あらゆるサイバー攻撃が巧妙化し、件数も増加している昨今、甚大な被害を受ける企業が後を絶たない。攻撃対象は企業の規模を問わず、中小企業であっても同じことだ。

サプライチェーン攻撃では、比較的侵入しやすい中小企業から入り込み、ネットワークでつながっている大企業にまで被害が広がることもある。中小企業は自社のデータを守ることと、もしサプライチェーンでつながる企業があればネットワーク全体のセキュリティに責任を持つ覚悟で対策を講じる必要がある。

IPAでは、2016年度と2021年度に「中小企業における情報セキュリティ対策に関する実態調査」を行い、その後続として「2024年度中小企業等実態調査結果」をリリースした。同調査では、全国の中小企業4,191社を対象としてWebアンケートを実施し、情報セキュリティ対策の取り組みや被害状況などを調査している。

平均被害額

2023年にサイバー攻撃の被害を受けたと回答した企業数は975社。そのうち35.7%でデータの破壊、35.1%は個人情報の漏えいが発生している。過去3期に生じたサイバーインシデントの平均被害額は73万円。100万円以上の被害が生じた企業は9.4%で、最大で1億円にも及ぶ。さらに3期で10回以上の被害にあった企業は1.7%。中には40回も被害を受けた企業もあった。復旧までに要する期間の平均は5.8日で、50日以上要した企業は2.1%。最大で360日もかかっている。

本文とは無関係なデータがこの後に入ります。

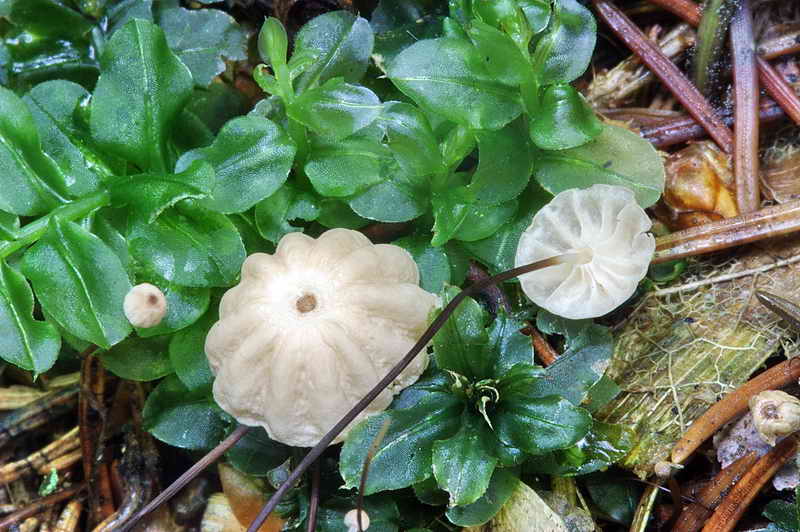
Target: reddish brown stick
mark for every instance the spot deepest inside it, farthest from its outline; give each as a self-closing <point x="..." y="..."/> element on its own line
<point x="683" y="90"/>
<point x="542" y="347"/>
<point x="696" y="514"/>
<point x="733" y="405"/>
<point x="685" y="128"/>
<point x="784" y="45"/>
<point x="773" y="83"/>
<point x="738" y="500"/>
<point x="745" y="88"/>
<point x="39" y="506"/>
<point x="765" y="223"/>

ニュースで大きく取り上げられるサイバーインシデントは大企業のものが目立つが、中小企業もかなりの攻撃に遭っていることが調査結果に表れている。

被害を受けた975社のうち、約7割は取引先にも影響があったという。取引先のサービスに停止や遅延の影響が出たり、個人顧客への賠償、法人取引先への補償負担が必要になったりとさまざまなケースが挙げられている。

サイバー攻撃の実例

同調査では、不正アクセスの約5割が脆弱(ぜいじゃく)性を突かれたもの、他社経由での侵入が約2割と回答している。

また、IPAが2025年7月に公開した「中小企業サイバー攻撃被害事例収集等業務 実施報告書」には、メールによる被害とホームページの改ざんという観点から実際のサイバー攻撃実例が紹介されている。

サイバー攻撃への対策状況

中小企業で組織的なセキュリティ対策がとられているか、という問いについては、組織的対策はとらず各自の対応としている企業が増加しており、約7割の企業は組織的にセキュリティ体制が整備されていない状況だ。

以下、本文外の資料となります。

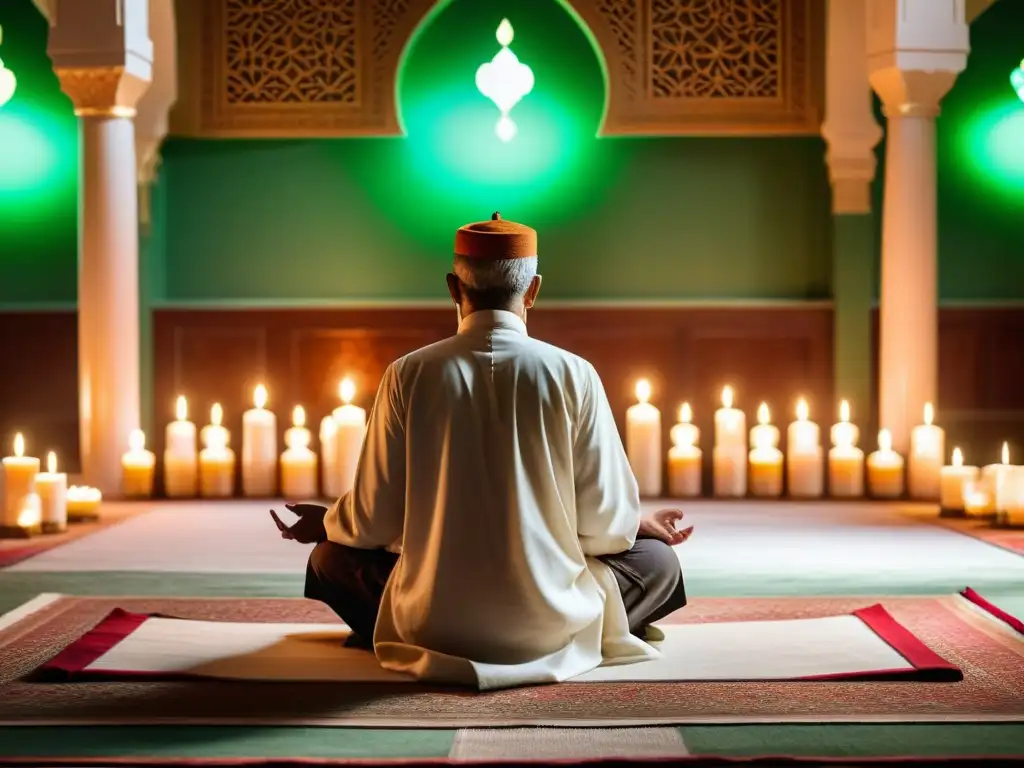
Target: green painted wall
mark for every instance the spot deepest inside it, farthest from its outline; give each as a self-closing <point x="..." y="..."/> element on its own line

直近3期で情報セキュリティ対策の投資を行っていない企業は62.6%で、2016年度の55.2%、2021年度の33.1%よりも増加している。

対策投資を行っていないのには、「必要性を感じていない」「費用対効果が見えない」「コストがかかりすぎる」といった理由が多い。

しかしながら、取引先から要請され、セキュリティ対策投資を行った企業では約5割が取引につながったと回答している。

中小企業がとるべき対策

組織的な対策をとらない企業が増えているということは、経営者、従業員ともにセキュリティへの意識が低下しているともいえる。攻撃の対象となるのは大企業だけではないこと、自社が被害に遭うと取引先にも迷惑がかかる可能性があること、自社の信用が失われかねないことをあらためて認識することが大切だ。

自社にセキュリティ専門社員がいない場合、中小企業はセキュリティに関する相談をどこにすべきかを把握していないケースもある。 また、公的なサイバーセキュリティに関する無料相談窓口を事前に調べておくと良いだろう。

セキュリティ対策費用の捻出については、既存システムを見直して無駄を省き、セキュリティソリューションを導入する、または、サイバー保険への加入などが考えられる。

ベンダーは、セキュリティ製品を販売して終わりにするのではなく、不安に思う企業があれば相談できる体制を整えておきたい。